Chinese fishermen regularly run into difficulties with the authorities of other countries as they fish in areas that are claimed by both China and its neighbours.
However, so far there has been no indication that the North Korean gunmen who seized the sailors were security forces from the isolated country — which counts China as its sole major ally.
Counsellor Jiang Yaxian told Xinhua that Ambassador Liu Hongcai and other Chinese diplomats have been working actively on the detention of the Chinese fishermen along with their vessels “through negotiation and close contact”, to fully ensure the Chinese crew’s personal safety and their legitimate rights and interests.
According to the DPRK side, the detained Chinese fishing crew are now in “sound health condition with sufficient food and healthcare”, and that “part of the detained vessels and crew have already been back to China.”
Jiang said that the Chinese Embassy in the DPRK will continue its efforts to ensure that the issue will be properly addressed as soon as possible.
On Thursday, Chinese Foreign Ministry spokesman Hong Lei said that China has been staying in close communication with the DPRK through relevant channels to push for a proper resolution to the issue at an early date.
China demands the DPRK ensure the safety and legitimate rights and interests of the Chinese fishermen, he said at a daily news briefing.
It was reported that three Chinese fishing boats and their crews were held in custody by the DPRK on May 8.
Initial reports claimed that the fishermen were captured by a group of DPRK and Chinese nationals. However, those reports may have misidentified operatives of a maritime unit under the Reconnaissance General Bureau who would be thoroughly trained in language and nonverbal behavior that made them seem (and sound) Chinese.
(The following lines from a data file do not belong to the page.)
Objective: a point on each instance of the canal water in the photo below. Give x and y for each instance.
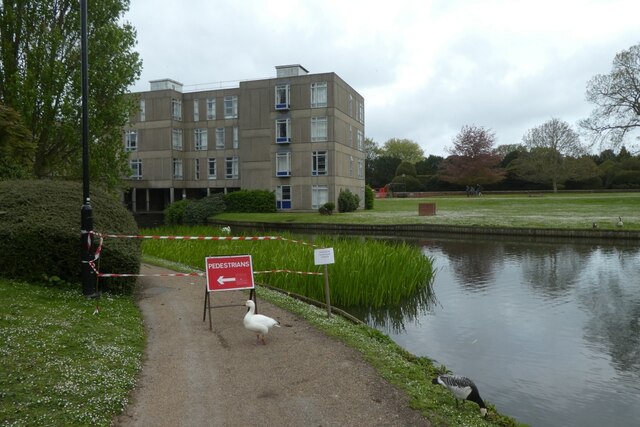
(549, 331)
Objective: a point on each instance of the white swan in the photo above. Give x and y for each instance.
(257, 322)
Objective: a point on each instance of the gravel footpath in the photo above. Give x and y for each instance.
(194, 376)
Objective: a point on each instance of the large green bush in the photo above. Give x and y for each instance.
(256, 201)
(197, 211)
(40, 233)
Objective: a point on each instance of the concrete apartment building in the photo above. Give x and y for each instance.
(300, 135)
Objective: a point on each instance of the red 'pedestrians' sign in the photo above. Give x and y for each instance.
(229, 273)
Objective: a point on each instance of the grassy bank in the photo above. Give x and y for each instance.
(366, 273)
(570, 211)
(408, 372)
(62, 363)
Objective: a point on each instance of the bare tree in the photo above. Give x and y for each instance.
(472, 160)
(552, 148)
(617, 99)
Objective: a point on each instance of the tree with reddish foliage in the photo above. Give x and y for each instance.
(472, 160)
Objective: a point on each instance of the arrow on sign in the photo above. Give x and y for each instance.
(222, 280)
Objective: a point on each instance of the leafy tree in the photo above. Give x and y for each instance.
(617, 99)
(551, 146)
(384, 169)
(429, 165)
(403, 149)
(406, 169)
(472, 160)
(16, 147)
(40, 78)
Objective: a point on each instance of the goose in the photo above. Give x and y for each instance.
(462, 388)
(257, 322)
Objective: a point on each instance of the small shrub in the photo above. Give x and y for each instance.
(174, 213)
(347, 201)
(253, 201)
(327, 208)
(369, 197)
(198, 211)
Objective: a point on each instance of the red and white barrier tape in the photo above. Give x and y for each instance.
(93, 266)
(248, 238)
(311, 273)
(92, 262)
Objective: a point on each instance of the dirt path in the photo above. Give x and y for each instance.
(193, 376)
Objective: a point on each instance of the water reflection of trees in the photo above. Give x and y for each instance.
(552, 271)
(615, 320)
(394, 318)
(473, 263)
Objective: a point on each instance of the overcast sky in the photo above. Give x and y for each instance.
(425, 68)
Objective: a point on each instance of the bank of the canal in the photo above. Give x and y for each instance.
(426, 229)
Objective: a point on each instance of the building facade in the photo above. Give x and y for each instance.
(300, 135)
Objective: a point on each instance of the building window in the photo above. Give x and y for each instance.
(143, 112)
(213, 172)
(211, 109)
(283, 130)
(131, 141)
(231, 167)
(176, 139)
(230, 107)
(236, 139)
(283, 164)
(319, 196)
(176, 109)
(283, 197)
(318, 129)
(136, 168)
(200, 139)
(282, 97)
(319, 163)
(177, 168)
(220, 138)
(318, 94)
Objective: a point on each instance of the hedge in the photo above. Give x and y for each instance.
(40, 233)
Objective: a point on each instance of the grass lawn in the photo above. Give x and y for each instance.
(61, 363)
(570, 210)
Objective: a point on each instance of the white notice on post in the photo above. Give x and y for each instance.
(323, 256)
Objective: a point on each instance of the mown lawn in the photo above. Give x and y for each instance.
(570, 211)
(63, 363)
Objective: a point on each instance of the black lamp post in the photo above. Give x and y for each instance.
(86, 213)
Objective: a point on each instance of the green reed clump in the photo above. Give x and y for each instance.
(366, 273)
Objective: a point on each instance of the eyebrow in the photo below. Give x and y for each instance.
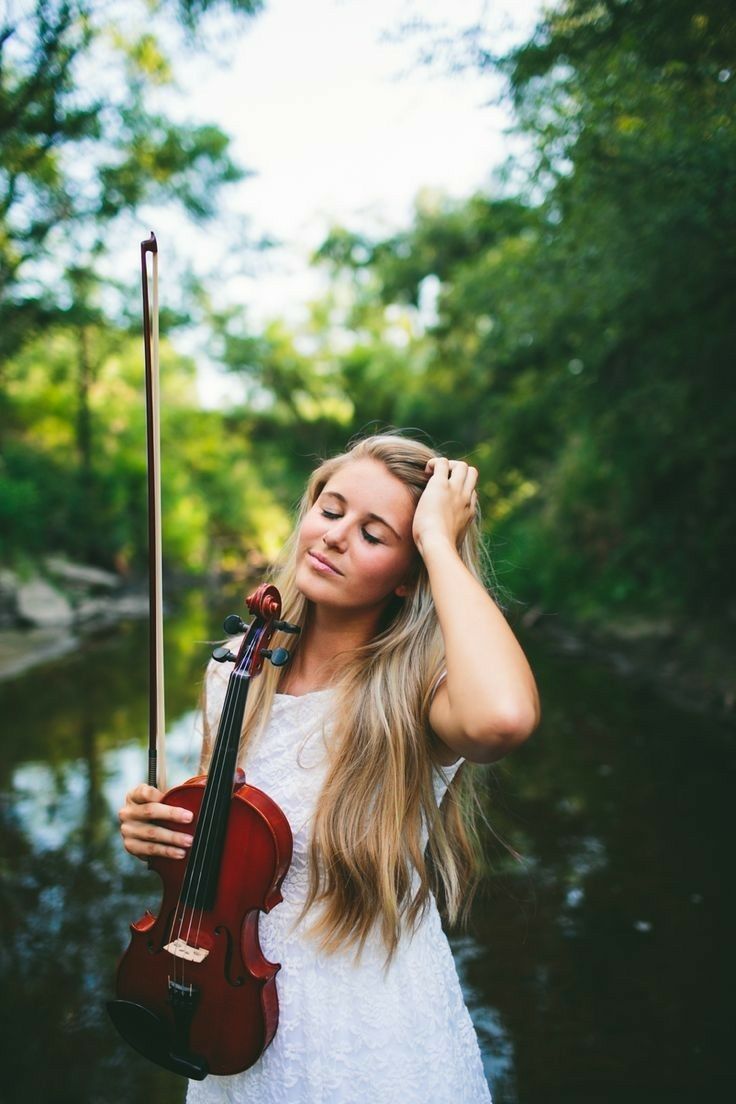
(371, 517)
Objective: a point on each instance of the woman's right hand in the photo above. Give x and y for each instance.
(141, 836)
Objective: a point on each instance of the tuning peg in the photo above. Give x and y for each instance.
(287, 627)
(278, 656)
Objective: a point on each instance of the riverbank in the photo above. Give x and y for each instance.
(693, 666)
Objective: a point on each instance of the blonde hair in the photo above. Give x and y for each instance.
(368, 867)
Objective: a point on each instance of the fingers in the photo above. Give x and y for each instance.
(461, 476)
(141, 829)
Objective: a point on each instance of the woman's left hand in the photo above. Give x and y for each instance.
(447, 505)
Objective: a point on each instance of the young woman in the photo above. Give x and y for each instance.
(405, 670)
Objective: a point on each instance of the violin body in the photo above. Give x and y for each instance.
(194, 991)
(227, 1012)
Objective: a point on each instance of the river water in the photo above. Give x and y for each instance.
(598, 965)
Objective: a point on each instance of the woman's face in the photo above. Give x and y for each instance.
(355, 548)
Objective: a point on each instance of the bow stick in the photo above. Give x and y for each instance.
(157, 770)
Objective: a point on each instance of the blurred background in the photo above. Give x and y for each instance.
(510, 226)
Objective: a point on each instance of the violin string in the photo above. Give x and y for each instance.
(201, 837)
(204, 851)
(223, 766)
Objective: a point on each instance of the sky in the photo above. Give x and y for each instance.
(338, 126)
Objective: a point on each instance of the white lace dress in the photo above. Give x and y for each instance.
(348, 1033)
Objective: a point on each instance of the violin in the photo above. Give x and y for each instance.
(194, 991)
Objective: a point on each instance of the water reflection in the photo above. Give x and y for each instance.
(598, 966)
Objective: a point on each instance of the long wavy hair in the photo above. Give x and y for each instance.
(368, 864)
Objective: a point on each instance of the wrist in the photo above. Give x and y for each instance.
(434, 545)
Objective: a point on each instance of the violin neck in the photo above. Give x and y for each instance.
(200, 883)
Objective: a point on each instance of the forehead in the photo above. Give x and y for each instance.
(369, 487)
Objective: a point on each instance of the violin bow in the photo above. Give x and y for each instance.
(157, 770)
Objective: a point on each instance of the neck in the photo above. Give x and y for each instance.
(327, 640)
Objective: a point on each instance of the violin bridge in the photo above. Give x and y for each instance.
(181, 949)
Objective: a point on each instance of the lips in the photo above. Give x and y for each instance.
(321, 564)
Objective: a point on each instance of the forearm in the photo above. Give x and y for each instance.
(491, 690)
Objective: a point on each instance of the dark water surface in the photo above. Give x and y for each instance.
(598, 967)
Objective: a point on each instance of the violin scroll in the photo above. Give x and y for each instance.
(265, 604)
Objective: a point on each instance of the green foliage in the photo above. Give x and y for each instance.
(583, 341)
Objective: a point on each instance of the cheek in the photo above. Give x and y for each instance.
(383, 573)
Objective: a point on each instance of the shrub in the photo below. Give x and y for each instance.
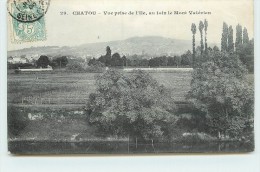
(17, 121)
(220, 89)
(130, 104)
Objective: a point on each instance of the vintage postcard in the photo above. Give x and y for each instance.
(130, 77)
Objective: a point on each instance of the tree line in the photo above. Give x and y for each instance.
(243, 46)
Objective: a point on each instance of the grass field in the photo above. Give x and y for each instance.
(74, 88)
(60, 98)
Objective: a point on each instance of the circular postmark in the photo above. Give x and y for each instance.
(28, 10)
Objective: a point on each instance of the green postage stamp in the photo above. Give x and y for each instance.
(27, 22)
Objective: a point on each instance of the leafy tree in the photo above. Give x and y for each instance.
(239, 39)
(224, 39)
(206, 29)
(193, 30)
(134, 105)
(124, 60)
(246, 54)
(220, 88)
(43, 62)
(116, 60)
(186, 59)
(107, 58)
(177, 60)
(245, 36)
(215, 48)
(170, 61)
(201, 27)
(230, 39)
(61, 61)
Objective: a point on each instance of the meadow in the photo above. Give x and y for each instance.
(50, 107)
(43, 89)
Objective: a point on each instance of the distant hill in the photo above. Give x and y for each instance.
(149, 45)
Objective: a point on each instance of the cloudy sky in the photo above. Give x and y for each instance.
(72, 30)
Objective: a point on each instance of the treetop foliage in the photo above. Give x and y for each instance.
(133, 104)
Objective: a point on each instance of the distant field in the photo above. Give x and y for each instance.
(73, 88)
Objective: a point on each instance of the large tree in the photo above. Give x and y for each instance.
(201, 27)
(116, 60)
(43, 61)
(230, 39)
(206, 29)
(220, 88)
(239, 39)
(245, 36)
(224, 39)
(130, 104)
(193, 30)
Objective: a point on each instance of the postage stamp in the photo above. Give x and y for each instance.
(27, 20)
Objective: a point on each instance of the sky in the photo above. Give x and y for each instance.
(73, 30)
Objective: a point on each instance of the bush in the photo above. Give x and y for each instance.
(17, 121)
(220, 89)
(130, 104)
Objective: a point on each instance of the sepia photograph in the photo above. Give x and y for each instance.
(130, 77)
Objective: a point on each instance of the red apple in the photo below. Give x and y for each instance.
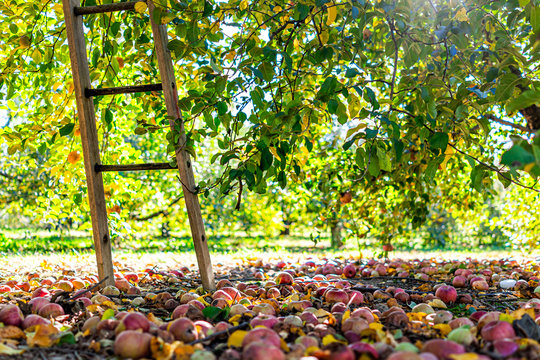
(132, 344)
(447, 294)
(40, 292)
(260, 350)
(51, 310)
(443, 349)
(38, 303)
(336, 295)
(360, 348)
(354, 324)
(133, 321)
(266, 335)
(498, 330)
(355, 297)
(404, 355)
(11, 315)
(220, 294)
(183, 329)
(459, 281)
(284, 278)
(187, 297)
(33, 320)
(349, 271)
(264, 320)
Daily NK interviewed a former trainer in the Reconnaissance Bureau:
The captain of Liaodanyu No. 23527, which was fishing alongside the boats that were seized, testified that the North Korean vessel which took the Liaodanyu No. 23528 was a fast moving military speedboat, and that there were four to five people on board wearing blue uniforms and hats.
On this, Choi said, “Secretly entering international waters or those of another country for a brief spell and capturing a boat is the kind of special mission intrinsic to the maritime bases of the Special Bureau of Reconnaissance.”
“General Bureau maritime bases which conduct infiltration missions against South Korea exist both in the East and West Sea, and the West Sea base is at Nampo,” he went on. “The base has around ten combat speedboats disguised as mid-size fishing vessels, and they perform operations like seizing fishing boats and maritime infiltrations.”
A normal fishing vessel is equipped with a single engine; however, Choi said that the high-speed vessels of the type at the base have four Russian made M-400 engines. The average speed of the vessels is 45 knots, though they are able to reach 50 knots.
A person present at the time of the attack has testified that the group of captors included Chinese people; however, Choi believes that this probably means the operation was actually carried out by operatives from the General Bureau who are able to speak excellent Chinese. According to Choi, “The General Bureau’s West Sea unit taught staff Chinese to prepare for situations including fleeing into Chinese waters in the course of operations.” Operatives stationed at East Sea Base No.1 are required to speak excellent Japanese.
Therefore, Choi concludes that it is actually unlikely that reports of direct Chinese involvement in the operation are correct.
Similarly, Choi believes it is highly unlikely that the General Bureau of Reconnaissance suddenly decided upon the capture of Chinese trawlers as a way to earn money. He said, “They knew very well that capturing a Chinese trawler without the approval of the authorities would create a diplomatic problem, so I don’t believe they did it independently. While conniving with the authorities to demand monies, they are intending to express discontent at something.”